God in His relation to creation and redemption.
pp. 103 - 108
We now enter upon the important study of the meaning of the title first used of God in
the Scriptures--Elohim. There are two avenues of approach to this study. One is to
discover, if possible, the root meaning of the Hebrew word; the other to learn from its
usage all that we may, so that the mental image we receive shall be as near the truth as
possible. The etymology of the word is beset with many difficulties. Some would derive
it from a word meaning "strong"; some from a word meaning "to worship". Havernick
goes to a Hebrew root now lost.
We feel that with so much diverse opinion, it may be as well to go afresh to the Book.

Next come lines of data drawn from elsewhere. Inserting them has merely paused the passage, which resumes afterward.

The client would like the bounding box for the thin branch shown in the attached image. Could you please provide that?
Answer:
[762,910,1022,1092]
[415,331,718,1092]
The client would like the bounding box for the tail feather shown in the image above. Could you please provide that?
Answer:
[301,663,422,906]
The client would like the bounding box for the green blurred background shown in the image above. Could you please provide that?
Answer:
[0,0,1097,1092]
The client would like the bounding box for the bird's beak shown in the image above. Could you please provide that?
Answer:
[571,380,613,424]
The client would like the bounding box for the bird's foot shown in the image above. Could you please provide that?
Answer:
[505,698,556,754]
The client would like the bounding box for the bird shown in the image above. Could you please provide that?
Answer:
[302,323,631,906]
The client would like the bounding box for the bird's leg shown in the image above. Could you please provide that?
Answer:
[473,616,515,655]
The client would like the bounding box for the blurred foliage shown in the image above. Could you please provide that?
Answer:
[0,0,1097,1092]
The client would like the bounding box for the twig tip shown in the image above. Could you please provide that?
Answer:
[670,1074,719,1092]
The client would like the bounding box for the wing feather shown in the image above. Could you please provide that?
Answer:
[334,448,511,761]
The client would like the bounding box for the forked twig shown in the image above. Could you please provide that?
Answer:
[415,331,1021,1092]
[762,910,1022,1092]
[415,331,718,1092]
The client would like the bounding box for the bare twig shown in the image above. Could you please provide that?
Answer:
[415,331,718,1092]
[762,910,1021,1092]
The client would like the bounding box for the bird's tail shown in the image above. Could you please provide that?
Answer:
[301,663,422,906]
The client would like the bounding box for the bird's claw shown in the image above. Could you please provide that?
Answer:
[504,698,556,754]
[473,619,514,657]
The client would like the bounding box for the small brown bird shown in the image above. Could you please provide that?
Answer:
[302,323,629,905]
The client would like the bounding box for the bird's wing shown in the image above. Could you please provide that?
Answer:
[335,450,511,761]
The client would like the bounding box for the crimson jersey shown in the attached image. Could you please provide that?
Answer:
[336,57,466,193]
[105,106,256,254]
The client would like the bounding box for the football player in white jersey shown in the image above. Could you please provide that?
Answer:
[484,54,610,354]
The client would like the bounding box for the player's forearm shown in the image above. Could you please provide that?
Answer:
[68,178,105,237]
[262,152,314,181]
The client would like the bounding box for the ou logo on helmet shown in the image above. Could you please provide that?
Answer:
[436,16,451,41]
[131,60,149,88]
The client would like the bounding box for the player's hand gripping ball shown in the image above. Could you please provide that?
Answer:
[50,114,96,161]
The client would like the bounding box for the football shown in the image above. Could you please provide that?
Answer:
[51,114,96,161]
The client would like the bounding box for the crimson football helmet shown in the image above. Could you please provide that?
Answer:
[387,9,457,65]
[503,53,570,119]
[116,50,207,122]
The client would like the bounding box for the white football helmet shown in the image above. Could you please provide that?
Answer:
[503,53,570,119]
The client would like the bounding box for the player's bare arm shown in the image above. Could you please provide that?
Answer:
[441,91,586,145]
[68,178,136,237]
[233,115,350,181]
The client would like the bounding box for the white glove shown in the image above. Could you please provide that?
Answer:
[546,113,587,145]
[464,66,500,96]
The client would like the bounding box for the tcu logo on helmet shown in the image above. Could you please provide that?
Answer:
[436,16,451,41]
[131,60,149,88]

While the supposed root "to worship" is not found in the Scriptures, and while the root
for "strong" must be reserved for the title El, which is not to be confounded with Elohim,
a root in constant use, and, therefore, one well known to all readers of the original, is
alah = "to invoke, to make an oath and to curse". To this day, the words "swearing",
"cursing"  and  "oaths"  have a double meaning.  They may be the most solemn
utterances that can come from holy lips, or they may be the foulest blasphemies. The
word Elohim if derived from this root would indicate that God under this title was the
maker of an oath.
We are immediately in the presence of One Who has a purpose in creation and the
ages, and Who has engaged Himself to carry that purpose through. In this light we read
I Pet. 1: 19, 20,  where Christ is spoken of as the Lamb "foreordained before the
foundation (or overthrow) of the world". In this light, too, we read II Tim. 1: 9, where
we read of a purpose and a choice made in Christ "before the age times". Yet once more,
Eph. 1: 4 reveals a choice in Christ before "the overthrow of the world", and takes us
back to Gen. 1: 1, to the very presence of that God Who has sworn by Himself that to
Him every knee should one day bow, and every tongue should one day swear or confess.
The title Elohim occurs some 2,700 times in the O.T., its first occurrence linking it
with creation. If we now open the Scriptures at Gen. 1:, and read right on to Gen. 2: 3,
the only title of God that is used is Elohim. At Gen. 2: 4, however, we find a change to
the title of Jehovah-Elohim = "The Lord God", where the two great names of God are
united. Readers will be already acquainted with the fact that the book of Genesis is
divided into two sections, viz., 1: 1 - 2: 2--The introduction, and 2: 4 - 50: 26--The
eleven generations. There are only two portions of the book of Genesis in which these
two titles of God appear separately:--
1: 1 - 2: 2 uses the name of Elohim only.
10: 1 - 11: 9 uses the name of Jehovah only.